Essie’s eyes widen and she stops in front of Daniel. “Daddy,” she whispers and Sam turns around, his eyes tracing the path of his daughter’s gaze.


This Week’s Writing Sprint: Lost & Found

This week, have your character either lose or find an object, pet, or set of directions. Explore how this event opens up unexpected possibilities for your story. Will two characters meet for the first time because of this mishap? Will your protagonist be late arriving somewhere as a result?

 Give us what you’ve got with as much detail and dialog as you can muster in 15 minutes. And most of all, have fun. Free your writer from your inner critic. When you’re done, come back and link up what you’ve got! And remember to give some encouragement to at least one other person in the link up community. You can post to the link up party until next Tuesday night. Hope to read you there!

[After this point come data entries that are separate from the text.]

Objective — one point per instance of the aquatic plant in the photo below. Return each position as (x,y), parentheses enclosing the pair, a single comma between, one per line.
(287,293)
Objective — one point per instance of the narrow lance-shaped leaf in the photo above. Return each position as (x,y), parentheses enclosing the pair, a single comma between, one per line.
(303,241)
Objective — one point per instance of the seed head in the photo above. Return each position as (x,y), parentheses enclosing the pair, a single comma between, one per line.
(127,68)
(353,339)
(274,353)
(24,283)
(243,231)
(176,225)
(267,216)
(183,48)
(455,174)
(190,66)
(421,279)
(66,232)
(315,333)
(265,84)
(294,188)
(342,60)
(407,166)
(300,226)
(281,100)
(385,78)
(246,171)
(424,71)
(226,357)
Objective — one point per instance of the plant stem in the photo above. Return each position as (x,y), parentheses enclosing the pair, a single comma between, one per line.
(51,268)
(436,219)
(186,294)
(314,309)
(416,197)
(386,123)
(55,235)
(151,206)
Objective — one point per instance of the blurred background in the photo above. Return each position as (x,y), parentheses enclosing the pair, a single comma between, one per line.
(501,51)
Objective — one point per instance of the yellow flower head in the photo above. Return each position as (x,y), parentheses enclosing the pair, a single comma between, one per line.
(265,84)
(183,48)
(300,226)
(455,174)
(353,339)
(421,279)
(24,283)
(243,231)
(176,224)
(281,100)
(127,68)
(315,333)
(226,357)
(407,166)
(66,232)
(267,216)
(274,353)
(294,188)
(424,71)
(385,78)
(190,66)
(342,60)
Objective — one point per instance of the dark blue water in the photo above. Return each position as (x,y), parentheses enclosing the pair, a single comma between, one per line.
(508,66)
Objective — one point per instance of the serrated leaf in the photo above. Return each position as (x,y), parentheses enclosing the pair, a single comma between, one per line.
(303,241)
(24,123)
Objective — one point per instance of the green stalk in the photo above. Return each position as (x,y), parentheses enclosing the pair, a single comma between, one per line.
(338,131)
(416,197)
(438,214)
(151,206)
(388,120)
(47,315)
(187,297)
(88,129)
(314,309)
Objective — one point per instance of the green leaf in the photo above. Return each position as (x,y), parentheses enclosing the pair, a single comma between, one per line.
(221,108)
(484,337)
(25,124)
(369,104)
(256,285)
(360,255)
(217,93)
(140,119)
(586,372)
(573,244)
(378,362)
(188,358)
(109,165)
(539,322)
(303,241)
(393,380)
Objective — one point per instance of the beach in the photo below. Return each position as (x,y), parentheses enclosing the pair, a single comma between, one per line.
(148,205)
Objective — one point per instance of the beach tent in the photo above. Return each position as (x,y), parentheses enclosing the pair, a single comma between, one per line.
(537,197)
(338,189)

11 thoughts on “Writing Sprint: Lost & Found

  1. I agree with the others, the amount of writing you were able to form in 15 mins is crazy. Besides the fact it is like a piece taken out of a book. Very well put together. Intimidating! (I know I’m not supposed to compare experience levels, is supposed to be a compliment!)

  2. The adverbs, the adjectives. just beautiful in general. It makes me want to step up my adjectival and adverbial games. I love the connection the dad has with his daughter, his care for her, the way they are trying to heal together. I never had that with my parents. It’s inspiring, but mostly, I JUST WANT TO BE AS GOOD AS YOU AT USING MODIFIERS. 🙂

    1. Thank you, Brad! I appreciate your feedback, especially hearing how the relationship between the dad and his daughter came across to you as a reader.

      {p.s. I may be a little bit too heavy with the modifiers; it’s something I’m working on, too}

  3. I’m impressed with the length of this. It seems like you must have flown in those fifteen minutes! Even when I’m trying not to think too much about what I’m writing, I don’t think I could get this much down in fifteen minutes. Of course, I want to know who Julie is now, and if Essie and Sam are significant to the plot of your story. I also love the fact that the necklace was Celtic in design, since I’m just a tad obsessed with Ireland, hah! You should run out of time to do a revision more often, because these sprints are fun for the rest of us. You shouldn’t miss out!

    1. I may have to do both! I miss the writing sprint stretch; it’s been too long. But it was definitely fun to get in the groove. I uncovered the writing prompt last night and had it floating around in my head. I was thinking it linked with a new character in The Dream Quest.

      You will see this scene and these characters again. And Julie is someone I know because she is in the draft of the novel; but I’ve since realized how much of an overhaul this NaNo draft needs – ha!

    2. p.s. During the NaNo experience last year, I did a lot of their writing sprints; I think that’s how I’ve learned to write a lot of words & details in short amounts of time. I got pretty good at getting 1,000 words in 30 minutes or less…not always good words, and sometimes just great bits of story…

    1. Thanks, Jeff!

      Just so you know, it doesn’t always work that way. I’ve been thinking about this story/novel for several weeks now and got stuck with some revisions this week. I think I was eager to dive into some new writing and add a new character.

      For me, if I can see a scene playing out in my head, I can write it more quickly. That’s how this one worked today!

      1. Well consider me impressed still. Writing is something I used to feel fairly confident with years ago, I appreciate this chance to try and stretch myself and hopefully get better.

      2. I’m glad you’re here! I think the more of these kinds of things we do as writers, the stronger we get.

        And thanks. For reading & encouraging. And for linking up!